Currently, members of Congress are debating over whether to extend the 2007 College and Costs Reduction and Access Act. If Congress does not choose to pass the act again, then that means that interest rates on student loans will double. According to an article by Juliana Deitch, who is a staff writer for Technician Online. Com (North Carolina State University student newspaper), “Interest rates could double from 3.4 percent to at least 6.8 percent for at least 7.4 million students.”
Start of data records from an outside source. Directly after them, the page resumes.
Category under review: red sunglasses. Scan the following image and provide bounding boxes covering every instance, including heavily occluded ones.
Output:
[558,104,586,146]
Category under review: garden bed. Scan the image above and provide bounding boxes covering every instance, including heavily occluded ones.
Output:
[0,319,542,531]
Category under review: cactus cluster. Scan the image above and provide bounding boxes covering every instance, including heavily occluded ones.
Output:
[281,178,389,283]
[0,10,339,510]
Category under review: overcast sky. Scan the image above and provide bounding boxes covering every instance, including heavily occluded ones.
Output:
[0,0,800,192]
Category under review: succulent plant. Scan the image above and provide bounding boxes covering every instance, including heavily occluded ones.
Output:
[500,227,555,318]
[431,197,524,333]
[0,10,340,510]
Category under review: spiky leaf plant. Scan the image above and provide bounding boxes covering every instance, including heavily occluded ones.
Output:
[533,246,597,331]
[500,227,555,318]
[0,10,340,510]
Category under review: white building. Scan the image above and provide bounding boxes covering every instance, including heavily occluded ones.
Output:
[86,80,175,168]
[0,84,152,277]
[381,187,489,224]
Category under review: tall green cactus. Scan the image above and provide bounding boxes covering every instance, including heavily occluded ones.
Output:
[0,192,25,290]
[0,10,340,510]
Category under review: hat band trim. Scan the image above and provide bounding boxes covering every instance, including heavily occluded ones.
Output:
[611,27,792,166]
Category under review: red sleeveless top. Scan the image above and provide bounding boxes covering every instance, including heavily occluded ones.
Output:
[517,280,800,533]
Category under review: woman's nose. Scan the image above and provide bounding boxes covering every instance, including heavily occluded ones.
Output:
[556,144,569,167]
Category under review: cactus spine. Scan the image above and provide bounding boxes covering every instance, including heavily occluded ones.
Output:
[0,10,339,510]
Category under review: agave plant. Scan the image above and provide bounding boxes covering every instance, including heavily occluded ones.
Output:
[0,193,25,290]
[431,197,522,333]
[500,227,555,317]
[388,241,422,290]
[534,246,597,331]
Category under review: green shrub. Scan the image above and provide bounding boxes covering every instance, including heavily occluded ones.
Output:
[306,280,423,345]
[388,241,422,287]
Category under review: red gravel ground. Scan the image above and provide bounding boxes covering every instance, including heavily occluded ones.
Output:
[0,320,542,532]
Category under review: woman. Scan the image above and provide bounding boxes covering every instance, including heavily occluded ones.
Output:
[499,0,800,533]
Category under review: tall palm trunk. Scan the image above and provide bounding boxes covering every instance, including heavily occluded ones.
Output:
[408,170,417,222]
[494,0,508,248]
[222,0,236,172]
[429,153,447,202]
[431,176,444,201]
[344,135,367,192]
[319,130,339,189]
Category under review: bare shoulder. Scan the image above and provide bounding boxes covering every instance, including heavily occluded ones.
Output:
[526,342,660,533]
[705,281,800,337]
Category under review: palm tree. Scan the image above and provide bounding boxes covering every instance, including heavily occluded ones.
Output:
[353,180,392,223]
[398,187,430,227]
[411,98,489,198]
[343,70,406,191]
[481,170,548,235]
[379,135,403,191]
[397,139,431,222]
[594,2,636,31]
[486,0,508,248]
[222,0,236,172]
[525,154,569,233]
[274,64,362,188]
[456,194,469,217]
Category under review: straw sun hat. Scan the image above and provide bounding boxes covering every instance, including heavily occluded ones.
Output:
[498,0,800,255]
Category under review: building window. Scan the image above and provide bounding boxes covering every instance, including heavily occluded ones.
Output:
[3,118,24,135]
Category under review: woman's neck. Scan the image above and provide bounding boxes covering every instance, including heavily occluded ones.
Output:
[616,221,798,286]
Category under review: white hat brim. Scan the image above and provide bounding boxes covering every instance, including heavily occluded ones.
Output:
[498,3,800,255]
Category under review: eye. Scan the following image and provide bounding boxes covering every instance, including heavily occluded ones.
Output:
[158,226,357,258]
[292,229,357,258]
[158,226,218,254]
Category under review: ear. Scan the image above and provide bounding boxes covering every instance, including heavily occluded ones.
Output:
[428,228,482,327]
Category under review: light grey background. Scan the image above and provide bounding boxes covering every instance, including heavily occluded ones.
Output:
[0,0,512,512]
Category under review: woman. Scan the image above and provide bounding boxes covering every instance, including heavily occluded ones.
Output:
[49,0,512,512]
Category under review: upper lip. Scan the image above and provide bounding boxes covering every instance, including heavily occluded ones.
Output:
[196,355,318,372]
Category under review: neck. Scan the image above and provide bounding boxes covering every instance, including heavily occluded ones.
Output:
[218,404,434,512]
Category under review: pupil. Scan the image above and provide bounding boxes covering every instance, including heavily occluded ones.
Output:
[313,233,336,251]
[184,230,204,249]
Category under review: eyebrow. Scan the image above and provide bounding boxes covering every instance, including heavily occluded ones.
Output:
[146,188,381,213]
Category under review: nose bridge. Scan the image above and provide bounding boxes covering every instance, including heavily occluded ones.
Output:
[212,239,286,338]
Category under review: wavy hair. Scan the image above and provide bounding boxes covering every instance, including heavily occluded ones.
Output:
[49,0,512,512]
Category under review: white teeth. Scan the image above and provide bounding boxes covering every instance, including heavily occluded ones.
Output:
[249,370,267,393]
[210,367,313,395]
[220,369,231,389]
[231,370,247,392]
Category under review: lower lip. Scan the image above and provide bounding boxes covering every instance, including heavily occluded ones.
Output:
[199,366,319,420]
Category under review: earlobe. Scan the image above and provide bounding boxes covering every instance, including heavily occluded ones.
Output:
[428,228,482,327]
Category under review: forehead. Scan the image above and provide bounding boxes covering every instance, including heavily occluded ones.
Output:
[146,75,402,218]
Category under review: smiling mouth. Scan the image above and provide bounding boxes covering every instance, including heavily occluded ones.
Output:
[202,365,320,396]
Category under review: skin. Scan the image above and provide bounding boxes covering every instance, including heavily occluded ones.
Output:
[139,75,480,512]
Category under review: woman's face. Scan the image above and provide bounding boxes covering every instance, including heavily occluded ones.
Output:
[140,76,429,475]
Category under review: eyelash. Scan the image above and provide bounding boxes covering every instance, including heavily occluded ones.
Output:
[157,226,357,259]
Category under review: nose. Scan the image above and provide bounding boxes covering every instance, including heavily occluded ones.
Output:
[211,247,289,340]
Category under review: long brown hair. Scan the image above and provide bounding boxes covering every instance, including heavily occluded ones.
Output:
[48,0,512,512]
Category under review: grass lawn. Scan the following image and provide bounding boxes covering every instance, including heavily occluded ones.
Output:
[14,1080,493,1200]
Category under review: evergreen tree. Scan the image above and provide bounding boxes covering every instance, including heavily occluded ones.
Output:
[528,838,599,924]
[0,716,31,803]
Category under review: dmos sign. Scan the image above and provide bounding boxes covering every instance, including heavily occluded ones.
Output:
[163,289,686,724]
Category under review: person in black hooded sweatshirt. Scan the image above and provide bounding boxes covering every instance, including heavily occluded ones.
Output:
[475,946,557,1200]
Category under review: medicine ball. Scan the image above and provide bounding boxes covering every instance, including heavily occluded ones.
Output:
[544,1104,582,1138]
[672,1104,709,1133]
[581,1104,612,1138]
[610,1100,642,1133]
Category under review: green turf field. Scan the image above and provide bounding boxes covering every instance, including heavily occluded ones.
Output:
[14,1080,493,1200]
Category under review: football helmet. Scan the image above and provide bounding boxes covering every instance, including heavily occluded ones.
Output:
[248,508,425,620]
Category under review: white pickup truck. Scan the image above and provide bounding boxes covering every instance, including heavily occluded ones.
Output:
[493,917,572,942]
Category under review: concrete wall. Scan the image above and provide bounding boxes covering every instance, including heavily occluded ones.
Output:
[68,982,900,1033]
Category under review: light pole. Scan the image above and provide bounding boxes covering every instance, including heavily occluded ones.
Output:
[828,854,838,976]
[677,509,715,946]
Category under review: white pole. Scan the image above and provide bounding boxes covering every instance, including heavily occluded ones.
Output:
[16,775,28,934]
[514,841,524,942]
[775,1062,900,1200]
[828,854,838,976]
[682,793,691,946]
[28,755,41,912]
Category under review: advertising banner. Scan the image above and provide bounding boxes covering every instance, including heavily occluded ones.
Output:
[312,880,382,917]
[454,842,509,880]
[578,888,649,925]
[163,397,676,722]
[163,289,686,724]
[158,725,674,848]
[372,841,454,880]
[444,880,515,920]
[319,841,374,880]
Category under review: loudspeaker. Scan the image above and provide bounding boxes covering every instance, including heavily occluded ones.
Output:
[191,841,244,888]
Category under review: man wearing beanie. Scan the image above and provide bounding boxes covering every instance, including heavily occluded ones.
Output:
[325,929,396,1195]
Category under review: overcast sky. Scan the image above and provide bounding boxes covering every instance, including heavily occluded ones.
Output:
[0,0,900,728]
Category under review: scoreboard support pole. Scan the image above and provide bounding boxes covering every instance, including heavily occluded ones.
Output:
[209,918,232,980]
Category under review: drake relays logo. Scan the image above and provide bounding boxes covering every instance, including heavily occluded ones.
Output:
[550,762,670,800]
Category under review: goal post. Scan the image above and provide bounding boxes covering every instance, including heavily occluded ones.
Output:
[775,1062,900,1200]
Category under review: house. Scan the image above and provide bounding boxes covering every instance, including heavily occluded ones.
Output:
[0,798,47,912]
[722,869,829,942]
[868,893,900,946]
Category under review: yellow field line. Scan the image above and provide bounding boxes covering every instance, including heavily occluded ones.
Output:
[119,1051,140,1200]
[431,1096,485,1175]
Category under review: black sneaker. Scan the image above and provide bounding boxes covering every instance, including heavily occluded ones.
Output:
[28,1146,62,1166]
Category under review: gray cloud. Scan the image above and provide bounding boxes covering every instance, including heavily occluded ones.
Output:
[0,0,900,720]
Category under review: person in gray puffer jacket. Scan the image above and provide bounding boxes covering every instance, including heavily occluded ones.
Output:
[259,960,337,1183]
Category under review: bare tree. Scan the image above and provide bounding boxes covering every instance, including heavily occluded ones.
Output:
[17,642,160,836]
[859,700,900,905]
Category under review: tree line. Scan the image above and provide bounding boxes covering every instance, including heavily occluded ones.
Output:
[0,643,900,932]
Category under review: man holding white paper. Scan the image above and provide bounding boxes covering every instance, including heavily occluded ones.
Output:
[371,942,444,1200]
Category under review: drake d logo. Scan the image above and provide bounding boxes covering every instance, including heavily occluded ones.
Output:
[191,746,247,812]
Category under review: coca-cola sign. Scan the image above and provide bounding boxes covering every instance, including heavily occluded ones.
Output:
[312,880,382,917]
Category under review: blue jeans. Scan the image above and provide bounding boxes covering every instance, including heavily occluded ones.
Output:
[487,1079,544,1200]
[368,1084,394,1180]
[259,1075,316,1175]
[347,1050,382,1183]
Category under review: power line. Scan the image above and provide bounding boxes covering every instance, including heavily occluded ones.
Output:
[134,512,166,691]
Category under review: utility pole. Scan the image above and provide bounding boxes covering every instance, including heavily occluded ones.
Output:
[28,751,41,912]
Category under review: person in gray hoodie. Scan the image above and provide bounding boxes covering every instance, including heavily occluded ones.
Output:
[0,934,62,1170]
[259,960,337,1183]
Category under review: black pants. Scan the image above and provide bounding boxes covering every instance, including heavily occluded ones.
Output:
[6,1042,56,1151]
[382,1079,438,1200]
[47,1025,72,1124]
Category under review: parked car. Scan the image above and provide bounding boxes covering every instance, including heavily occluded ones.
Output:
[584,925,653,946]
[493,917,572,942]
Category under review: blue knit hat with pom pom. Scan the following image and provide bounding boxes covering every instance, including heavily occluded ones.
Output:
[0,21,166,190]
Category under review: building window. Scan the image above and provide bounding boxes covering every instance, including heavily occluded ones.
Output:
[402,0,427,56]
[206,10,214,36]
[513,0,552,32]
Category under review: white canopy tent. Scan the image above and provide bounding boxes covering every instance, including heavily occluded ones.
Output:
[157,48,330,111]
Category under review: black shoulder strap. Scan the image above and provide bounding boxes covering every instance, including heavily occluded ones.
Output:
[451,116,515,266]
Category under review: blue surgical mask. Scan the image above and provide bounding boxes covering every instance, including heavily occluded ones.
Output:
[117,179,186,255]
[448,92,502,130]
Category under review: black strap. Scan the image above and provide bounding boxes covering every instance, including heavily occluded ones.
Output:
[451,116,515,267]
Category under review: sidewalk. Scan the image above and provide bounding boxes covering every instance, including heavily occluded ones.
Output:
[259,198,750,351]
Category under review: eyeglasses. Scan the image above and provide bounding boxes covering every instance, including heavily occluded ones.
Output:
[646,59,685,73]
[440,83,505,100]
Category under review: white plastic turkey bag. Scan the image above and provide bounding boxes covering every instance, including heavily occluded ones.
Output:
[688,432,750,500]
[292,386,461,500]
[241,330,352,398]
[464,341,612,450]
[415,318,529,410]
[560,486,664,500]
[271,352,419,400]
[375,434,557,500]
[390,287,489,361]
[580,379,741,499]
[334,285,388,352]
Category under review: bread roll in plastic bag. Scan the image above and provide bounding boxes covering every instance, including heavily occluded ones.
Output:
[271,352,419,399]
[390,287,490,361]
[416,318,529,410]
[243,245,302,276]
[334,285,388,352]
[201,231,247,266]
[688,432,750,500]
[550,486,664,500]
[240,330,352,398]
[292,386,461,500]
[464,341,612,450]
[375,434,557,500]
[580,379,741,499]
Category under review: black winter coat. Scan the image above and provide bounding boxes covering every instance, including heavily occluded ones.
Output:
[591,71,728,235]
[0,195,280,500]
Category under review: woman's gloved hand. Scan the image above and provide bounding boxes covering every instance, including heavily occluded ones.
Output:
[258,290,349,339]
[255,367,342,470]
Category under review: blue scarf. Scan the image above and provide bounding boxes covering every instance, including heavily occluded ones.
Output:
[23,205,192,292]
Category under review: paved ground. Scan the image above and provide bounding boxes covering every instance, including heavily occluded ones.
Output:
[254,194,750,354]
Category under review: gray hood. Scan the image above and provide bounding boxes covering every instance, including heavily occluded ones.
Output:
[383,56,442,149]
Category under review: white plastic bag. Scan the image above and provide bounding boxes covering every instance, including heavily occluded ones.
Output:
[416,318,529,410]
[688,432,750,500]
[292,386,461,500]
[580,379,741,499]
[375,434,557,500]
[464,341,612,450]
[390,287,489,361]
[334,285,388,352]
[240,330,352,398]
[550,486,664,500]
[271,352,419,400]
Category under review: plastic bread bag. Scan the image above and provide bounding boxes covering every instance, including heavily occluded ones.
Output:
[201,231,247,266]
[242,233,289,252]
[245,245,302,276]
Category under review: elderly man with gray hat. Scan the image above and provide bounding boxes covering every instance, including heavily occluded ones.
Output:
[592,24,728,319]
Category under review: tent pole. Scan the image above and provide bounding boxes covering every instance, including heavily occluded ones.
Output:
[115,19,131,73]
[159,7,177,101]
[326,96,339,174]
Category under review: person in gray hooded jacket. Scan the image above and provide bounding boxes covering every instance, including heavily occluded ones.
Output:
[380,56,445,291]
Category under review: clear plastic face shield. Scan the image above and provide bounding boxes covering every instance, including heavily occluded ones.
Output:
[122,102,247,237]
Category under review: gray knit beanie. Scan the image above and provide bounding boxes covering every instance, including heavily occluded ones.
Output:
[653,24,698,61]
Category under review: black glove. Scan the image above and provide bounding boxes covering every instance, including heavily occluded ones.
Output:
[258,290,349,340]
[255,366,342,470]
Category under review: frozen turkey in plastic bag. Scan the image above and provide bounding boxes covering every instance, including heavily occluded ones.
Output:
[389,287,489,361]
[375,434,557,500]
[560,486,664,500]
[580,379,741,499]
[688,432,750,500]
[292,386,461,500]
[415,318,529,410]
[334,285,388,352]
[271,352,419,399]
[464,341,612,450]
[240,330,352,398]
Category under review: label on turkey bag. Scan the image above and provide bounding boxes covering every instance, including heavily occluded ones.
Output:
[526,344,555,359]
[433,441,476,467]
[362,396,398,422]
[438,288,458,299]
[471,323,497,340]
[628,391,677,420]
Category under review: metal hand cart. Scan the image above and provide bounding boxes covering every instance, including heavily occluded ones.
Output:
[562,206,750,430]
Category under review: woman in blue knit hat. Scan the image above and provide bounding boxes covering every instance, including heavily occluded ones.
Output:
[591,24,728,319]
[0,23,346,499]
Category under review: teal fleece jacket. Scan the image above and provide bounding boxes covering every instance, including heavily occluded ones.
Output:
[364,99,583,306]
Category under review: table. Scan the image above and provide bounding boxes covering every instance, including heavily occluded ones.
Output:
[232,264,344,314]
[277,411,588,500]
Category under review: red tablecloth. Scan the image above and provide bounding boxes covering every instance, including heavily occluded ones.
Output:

What could this mean for students attending college now and for students who plan to attend college in the future? First, this could leave students in debt long after college graduation. Having a student loan debt that takes years and years to pay off can create unnecessary stress for a graduate as well as his or her family. The stress from having to pay off student loans could also affect job selections and performance in the work place. Ultimately, this could possibly affect a student getting that a dream career that he or she spent four years or more years working towards.
Increasing interest rates on student loans could also decrease the chances of younger siblings or other family members taking those first steps and getting college degrees. Family resources may not be strong enough to cover multiple children or allow for the extra expense of a parent picking up extra educational opportunities.
Last Tuesday, President Barack Obama announced a call to Congress to stop increasing rates from doubling in a speech to college students at UNC Chapel Hill.
In his speech, Obama emphasized that education in this country needs to be affordable for each and every American. He retold memories of when he was in college and his own struggles in paying off student loans. Most importantly, at the end of his presentation, he reminded students of the “American Dream” which is an idea that most citizens in this country are familiar with and strive to achieve often through education.
Obama warned students that doubling interest rates greatly reduces the possibility of ever obtaining the “American Dream.” These huge financial investments may be more than the average student and family can handle.
I sat down with UNC Chapel Hill senior, Caleb Wittum, to find out what students may be thinking after hearing the President’s announcement. Wittum stated, “I really liked what the President said, and he really made some valid points. I think he is doing the right thing in calling Congress to take action and hopefully not decide to double interest rates. I also feel that he is really on students’ side on this issue.”
When I asked him if Obama is speaking in favor of not doubling interest rates on student loans in order to make him look favorable among students in America, he said, “Yes I think so. I feel that Obama already has a high support among college students and younger Americans and that his visit Tuesday (to UNC) was an effort to further secure votes in North Carolina for the upcoming election.”
With an unemployment rate of 8.2% and tough economic times, at least half of college students going into the real world will end up unemployed and forced to go back to live in their mother’s basement and eat her lovely meat loaf. It is hard for graduating students not to become frustrated and filled with hopelessness. Let’s end these frustrations for America’s students and say no to doubling increasing costs of student loans!
Update: Congress did vote down the bill for the increase yesterday 4/29/2012.